導かれる答え
シルヴァ村の正門を潜り、再び街道へと踏み出した二人の背後には、重苦しい「視線」が張り付いていた。
出発の際、リリアンは組合の入り口まで見送りに現れた。彼女はアリオスの汚れを払うようにその肩に手を置き、小さな革袋を差し出した。
「アリオス様。無理はなさらないでくださいね。……お薬、ご用意いたしました」
アリオスは無言でそれを受け取り、縋るようなリリアンの瞳を直視できぬまま、逃げるように歩み出した。
その光景を横で見ていたセシリアの肌には、得体の知れない鳥肌が立っていた。リリアンの瞳に宿っていたのは、愛する者を案じる光ではない。それは、自分の所有物に消えない刻印が刻まれているかを執拗に確認する、蒐集家のそれであった。
村を離れ、森の深部へと足を踏み入れると、アリオスの様子は一変した。
彼は一歩進むごとに足を止め、周囲の気配を過剰なまでに探る。その動作は慎重という域を越え、何かに怯えているかのようにさえ見えた。

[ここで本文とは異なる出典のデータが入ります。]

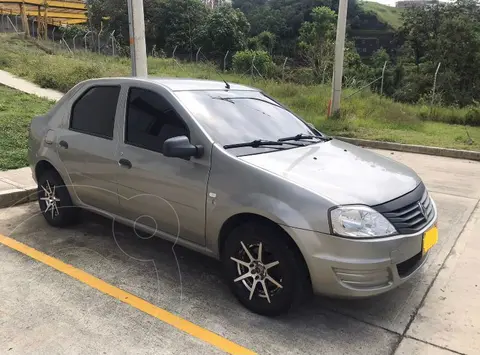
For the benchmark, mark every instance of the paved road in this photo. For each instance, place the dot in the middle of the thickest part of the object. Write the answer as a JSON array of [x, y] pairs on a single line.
[[45, 311]]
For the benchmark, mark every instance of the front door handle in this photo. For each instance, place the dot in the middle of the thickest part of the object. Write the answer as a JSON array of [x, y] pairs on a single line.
[[125, 163], [63, 144]]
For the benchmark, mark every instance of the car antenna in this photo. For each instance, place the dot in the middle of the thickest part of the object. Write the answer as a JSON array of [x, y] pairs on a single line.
[[227, 85]]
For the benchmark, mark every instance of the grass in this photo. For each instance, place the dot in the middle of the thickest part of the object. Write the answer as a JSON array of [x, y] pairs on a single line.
[[387, 14], [16, 111], [364, 115]]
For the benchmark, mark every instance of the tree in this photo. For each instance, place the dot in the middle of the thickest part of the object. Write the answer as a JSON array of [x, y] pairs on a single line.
[[177, 23], [447, 33], [225, 29], [317, 40]]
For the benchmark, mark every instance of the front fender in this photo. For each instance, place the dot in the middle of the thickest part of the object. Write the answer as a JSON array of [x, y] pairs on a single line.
[[258, 204]]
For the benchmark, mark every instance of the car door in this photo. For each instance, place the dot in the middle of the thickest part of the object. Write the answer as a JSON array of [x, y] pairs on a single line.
[[163, 193], [87, 148]]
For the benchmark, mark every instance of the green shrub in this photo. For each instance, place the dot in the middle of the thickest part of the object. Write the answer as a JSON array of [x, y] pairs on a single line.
[[472, 117], [243, 60]]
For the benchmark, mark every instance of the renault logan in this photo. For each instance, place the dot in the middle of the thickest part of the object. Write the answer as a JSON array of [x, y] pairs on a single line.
[[229, 172]]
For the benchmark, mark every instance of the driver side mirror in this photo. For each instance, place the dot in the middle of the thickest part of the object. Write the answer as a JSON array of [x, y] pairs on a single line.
[[180, 147]]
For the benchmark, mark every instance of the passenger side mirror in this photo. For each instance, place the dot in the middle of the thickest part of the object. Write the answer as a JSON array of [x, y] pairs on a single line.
[[180, 147]]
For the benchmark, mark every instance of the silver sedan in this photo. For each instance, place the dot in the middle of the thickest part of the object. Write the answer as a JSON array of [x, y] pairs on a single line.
[[228, 171]]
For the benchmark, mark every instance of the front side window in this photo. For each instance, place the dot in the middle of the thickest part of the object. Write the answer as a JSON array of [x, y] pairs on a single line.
[[94, 112], [151, 120], [232, 117]]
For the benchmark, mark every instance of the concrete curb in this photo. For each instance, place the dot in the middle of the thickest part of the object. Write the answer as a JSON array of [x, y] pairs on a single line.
[[420, 149], [16, 196]]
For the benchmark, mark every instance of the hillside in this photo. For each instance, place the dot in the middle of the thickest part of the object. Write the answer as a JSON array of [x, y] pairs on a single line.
[[364, 114], [389, 15]]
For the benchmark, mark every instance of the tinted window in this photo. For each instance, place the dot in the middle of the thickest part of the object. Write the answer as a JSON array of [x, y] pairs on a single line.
[[151, 120], [94, 112], [241, 116]]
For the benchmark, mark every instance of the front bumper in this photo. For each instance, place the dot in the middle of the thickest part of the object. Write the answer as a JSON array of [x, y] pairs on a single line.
[[352, 268]]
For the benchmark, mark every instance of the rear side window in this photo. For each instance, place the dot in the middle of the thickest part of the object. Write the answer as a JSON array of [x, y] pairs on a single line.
[[151, 120], [94, 112]]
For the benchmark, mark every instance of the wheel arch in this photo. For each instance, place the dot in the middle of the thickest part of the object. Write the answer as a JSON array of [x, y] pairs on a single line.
[[232, 222], [43, 165]]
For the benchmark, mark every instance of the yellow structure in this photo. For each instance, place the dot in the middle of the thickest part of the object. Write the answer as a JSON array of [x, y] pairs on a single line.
[[46, 12]]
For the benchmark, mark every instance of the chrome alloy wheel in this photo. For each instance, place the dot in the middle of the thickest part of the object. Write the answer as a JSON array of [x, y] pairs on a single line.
[[255, 271], [50, 199]]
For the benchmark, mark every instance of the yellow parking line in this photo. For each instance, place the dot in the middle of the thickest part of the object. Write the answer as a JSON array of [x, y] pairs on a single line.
[[134, 301]]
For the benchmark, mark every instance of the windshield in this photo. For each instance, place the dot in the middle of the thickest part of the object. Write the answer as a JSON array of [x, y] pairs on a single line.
[[232, 117]]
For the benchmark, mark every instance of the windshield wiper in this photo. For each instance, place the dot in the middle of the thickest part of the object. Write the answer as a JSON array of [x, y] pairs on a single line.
[[303, 136], [260, 143], [254, 144]]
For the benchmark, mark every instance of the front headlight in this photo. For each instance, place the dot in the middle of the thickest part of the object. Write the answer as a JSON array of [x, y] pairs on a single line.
[[359, 222]]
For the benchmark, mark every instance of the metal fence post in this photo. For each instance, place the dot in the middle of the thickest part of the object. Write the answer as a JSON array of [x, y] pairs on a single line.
[[435, 84], [74, 44], [98, 39], [383, 77], [173, 55], [283, 68], [196, 56], [225, 61], [113, 42], [253, 65], [85, 40], [11, 23]]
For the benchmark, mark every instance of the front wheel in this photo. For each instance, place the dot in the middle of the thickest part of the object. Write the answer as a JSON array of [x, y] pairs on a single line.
[[262, 269], [54, 200]]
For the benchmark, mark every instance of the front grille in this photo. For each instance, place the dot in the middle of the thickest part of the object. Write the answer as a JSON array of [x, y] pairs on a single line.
[[409, 213]]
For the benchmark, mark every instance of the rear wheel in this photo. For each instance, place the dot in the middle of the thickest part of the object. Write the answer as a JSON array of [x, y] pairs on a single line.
[[54, 200], [263, 270]]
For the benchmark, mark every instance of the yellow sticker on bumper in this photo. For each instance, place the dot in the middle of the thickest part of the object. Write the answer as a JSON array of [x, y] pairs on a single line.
[[430, 238]]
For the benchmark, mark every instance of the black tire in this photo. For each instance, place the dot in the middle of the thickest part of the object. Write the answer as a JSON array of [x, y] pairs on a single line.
[[65, 213], [290, 273]]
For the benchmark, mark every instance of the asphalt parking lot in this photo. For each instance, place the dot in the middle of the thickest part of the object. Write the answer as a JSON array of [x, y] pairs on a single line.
[[43, 310]]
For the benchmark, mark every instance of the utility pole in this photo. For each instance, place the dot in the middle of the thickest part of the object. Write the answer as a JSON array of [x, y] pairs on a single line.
[[138, 48], [339, 51]]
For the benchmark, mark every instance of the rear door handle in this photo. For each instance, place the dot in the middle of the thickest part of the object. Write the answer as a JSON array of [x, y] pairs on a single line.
[[125, 163], [63, 144]]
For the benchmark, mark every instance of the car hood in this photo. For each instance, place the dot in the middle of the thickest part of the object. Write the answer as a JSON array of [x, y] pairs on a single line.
[[340, 172]]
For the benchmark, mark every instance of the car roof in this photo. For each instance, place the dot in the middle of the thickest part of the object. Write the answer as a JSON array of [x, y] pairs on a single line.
[[177, 84]]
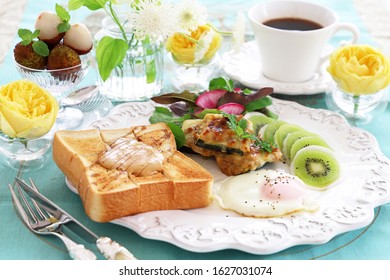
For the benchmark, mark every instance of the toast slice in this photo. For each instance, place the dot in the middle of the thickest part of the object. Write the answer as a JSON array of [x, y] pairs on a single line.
[[111, 193]]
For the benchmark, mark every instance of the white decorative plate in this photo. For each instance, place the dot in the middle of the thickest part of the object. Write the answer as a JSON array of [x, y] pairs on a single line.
[[245, 67], [346, 206]]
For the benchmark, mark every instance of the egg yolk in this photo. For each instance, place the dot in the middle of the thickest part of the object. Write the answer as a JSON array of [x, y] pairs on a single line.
[[282, 188]]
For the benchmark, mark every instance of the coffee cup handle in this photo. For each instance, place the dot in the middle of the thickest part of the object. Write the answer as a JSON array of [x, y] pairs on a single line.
[[341, 26]]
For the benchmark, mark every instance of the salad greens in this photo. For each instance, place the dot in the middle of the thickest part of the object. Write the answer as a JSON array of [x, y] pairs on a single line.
[[221, 98]]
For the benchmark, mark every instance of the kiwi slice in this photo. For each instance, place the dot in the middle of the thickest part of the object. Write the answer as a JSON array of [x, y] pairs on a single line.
[[269, 132], [305, 142], [259, 121], [282, 132], [291, 139], [316, 166]]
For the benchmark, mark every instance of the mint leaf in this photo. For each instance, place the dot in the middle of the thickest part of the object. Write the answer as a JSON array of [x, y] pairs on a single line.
[[221, 83], [41, 48], [26, 36], [75, 4], [62, 13], [258, 104], [95, 4], [110, 53], [63, 27], [180, 137]]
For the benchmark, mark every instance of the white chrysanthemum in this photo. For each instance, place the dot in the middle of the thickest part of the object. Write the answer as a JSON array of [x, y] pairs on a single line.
[[120, 2], [203, 45], [239, 31], [190, 15], [153, 20]]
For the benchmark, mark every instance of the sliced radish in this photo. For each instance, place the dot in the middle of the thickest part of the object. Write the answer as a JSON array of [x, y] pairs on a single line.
[[232, 108], [209, 99]]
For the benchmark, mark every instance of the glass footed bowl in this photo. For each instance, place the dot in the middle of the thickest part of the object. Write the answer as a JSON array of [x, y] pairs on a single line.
[[59, 83], [26, 154]]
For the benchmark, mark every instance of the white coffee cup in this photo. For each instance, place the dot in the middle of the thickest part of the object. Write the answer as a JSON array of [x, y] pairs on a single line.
[[293, 56]]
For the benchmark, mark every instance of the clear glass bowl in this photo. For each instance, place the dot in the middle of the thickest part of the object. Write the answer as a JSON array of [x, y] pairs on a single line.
[[60, 83], [24, 154]]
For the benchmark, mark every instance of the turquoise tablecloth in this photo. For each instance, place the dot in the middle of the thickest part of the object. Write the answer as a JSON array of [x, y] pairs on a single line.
[[16, 242]]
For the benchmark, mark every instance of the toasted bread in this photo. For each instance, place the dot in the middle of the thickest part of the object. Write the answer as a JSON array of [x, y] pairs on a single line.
[[108, 194]]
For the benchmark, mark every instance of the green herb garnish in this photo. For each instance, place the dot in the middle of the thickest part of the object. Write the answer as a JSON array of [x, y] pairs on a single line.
[[162, 114], [29, 37], [239, 127]]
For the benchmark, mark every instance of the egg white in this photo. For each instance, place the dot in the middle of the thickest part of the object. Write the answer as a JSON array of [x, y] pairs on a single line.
[[265, 193]]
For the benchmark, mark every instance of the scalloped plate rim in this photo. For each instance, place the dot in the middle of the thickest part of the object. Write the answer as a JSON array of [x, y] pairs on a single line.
[[198, 236]]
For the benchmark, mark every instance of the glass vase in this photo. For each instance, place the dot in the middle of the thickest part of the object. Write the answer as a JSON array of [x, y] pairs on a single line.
[[356, 107], [24, 154], [140, 75]]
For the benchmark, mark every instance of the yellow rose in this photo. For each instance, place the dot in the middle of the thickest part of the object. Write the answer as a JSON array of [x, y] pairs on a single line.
[[26, 110], [183, 48], [359, 69]]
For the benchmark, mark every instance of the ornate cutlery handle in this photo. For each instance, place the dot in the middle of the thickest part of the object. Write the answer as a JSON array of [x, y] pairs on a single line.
[[113, 250], [76, 251]]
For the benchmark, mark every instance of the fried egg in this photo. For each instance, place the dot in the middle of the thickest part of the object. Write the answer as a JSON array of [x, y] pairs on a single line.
[[265, 193]]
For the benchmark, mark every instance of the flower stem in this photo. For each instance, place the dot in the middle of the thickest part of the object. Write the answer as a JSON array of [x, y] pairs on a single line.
[[356, 100], [116, 20]]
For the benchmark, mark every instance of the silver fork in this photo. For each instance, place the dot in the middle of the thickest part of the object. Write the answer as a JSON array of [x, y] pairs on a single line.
[[41, 222], [92, 103]]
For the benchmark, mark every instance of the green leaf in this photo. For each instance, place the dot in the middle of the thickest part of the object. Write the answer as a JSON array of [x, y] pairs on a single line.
[[63, 27], [110, 53], [35, 34], [75, 4], [62, 13], [161, 114], [94, 5], [258, 104], [26, 36], [151, 71], [204, 112], [180, 137], [221, 83], [41, 48]]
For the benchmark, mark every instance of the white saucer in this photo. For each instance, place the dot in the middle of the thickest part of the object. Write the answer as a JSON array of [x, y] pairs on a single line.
[[244, 67]]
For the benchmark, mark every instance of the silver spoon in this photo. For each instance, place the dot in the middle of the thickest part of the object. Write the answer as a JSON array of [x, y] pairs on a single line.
[[79, 96]]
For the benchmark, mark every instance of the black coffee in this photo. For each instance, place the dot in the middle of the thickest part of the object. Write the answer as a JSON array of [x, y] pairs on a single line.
[[293, 24]]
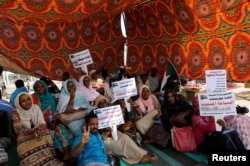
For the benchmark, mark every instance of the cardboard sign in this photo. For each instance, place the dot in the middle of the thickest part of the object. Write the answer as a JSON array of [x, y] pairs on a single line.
[[109, 116], [213, 104], [124, 88], [216, 81], [81, 58]]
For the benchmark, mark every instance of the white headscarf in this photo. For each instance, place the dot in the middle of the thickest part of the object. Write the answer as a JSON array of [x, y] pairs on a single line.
[[33, 114], [89, 92]]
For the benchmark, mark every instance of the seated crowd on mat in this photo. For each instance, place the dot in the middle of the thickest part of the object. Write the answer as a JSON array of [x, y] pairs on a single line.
[[53, 126]]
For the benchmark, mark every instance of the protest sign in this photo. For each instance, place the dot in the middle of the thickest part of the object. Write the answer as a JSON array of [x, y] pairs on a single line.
[[81, 58], [124, 88], [216, 81], [109, 116], [213, 104]]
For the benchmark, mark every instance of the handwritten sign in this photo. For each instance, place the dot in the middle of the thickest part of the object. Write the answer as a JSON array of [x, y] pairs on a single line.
[[213, 104], [109, 116], [82, 58], [124, 88], [216, 81]]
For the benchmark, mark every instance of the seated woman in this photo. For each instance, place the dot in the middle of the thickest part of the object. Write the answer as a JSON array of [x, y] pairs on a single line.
[[148, 109], [207, 139], [128, 127], [241, 123], [175, 112], [124, 146], [72, 101], [34, 143], [43, 97], [62, 136], [85, 87]]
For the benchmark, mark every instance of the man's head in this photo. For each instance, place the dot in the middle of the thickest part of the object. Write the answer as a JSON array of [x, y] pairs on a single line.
[[19, 83], [91, 120], [65, 76]]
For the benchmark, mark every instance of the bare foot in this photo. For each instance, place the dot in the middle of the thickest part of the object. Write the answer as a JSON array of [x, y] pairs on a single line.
[[149, 158]]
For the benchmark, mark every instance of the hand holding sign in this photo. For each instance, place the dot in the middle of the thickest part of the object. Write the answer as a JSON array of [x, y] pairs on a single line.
[[85, 135]]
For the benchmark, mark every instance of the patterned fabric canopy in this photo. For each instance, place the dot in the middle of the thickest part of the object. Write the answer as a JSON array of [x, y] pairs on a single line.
[[196, 35]]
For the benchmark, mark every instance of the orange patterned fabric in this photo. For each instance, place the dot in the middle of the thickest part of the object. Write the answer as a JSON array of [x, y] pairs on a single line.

「……アリオス様。少し、神経を削りすぎではありませんか?」
セシリアの問いに、アリオスは応えない。
街道が森に差し掛かったころ、アリオスは無造作に指先を噛み切り、滲み出た鮮血を腰に下げた香炉へと滴らせた。途端、香炉から赤黒い煙が立ち昇り、アリオスの瞳が異様なまでの鋭さを帯びて発光する。
(血を使った索敵……。あれは、感覚を無理やり拡張させる禁忌の術のはず。そんなことを続ければ、精神が焼き切れてしまう)
セシリアが止めようと手を伸ばしかけたその時、アリオスが微かに呻き、膝を折った。拡張された五感に耐えきれず、激しい眩暈が彼を襲ったのだ。
「っ……、はぁ……、はぁ……」
荒い呼吸を繰り返すアリオスの手は、震えながらリリアンから渡された革袋を探り、中から一瓶の薬を取り出した。彼はそれを、喉を鳴らして一気に煽る。瞬時に、アリオスの顔色が戻り、震えが収まった。
「……大丈夫だ。これを飲めば、身体の芯に残っている毒の痛みが引く」
アリオスは空になった瓶を握りしめ、安堵のため息を吐いた。だが、セシリアの眼はその安堵の正体を見逃さなかった。
治癒の勇者である彼女は、これまで数多の薬草と毒物を扱ってきた。アリオスが飲んだ薬から漂う、微かに甘ったるく、粘り気のある香り。
それは、正常な解毒薬が持つべき清涼感とは対極にあるものだ。
(解毒……? いいえ、あれは感覚を麻痺させているだけだわ。それどころか……)
セシリアの脳内に、神学的な直感と医術的な知識が火花を散らす。アリオスが訴えている「残った毒の痛み」は、本当に半年前の魔獣によるものなのか。
もし、あの薬そのものが、服用を止めれば激痛を伴うような「依存」を目的とした劇物だとしたら。
リリアンは彼を救っているのではなく、薬という名の鎖で彼を自分のカウンターに繋ぎ止めているのではないか。
「アリオス様、その薬を少し見せていただけますか?」
「……いや、いい。これは俺に必要なものだ。組合が……俺のために、わざわざ王都の本部から取り寄せてくれた貴重なものなんだ」
アリオスの言葉には、盲目的な恩義が張り付いていた。
セシリアはそれ以上追求するのを止め、沈黙して彼の背中を追った。森はさらに深く、暗くなっていく。かつて、幼い勇者が命を落とした戦場まで、あともう少し。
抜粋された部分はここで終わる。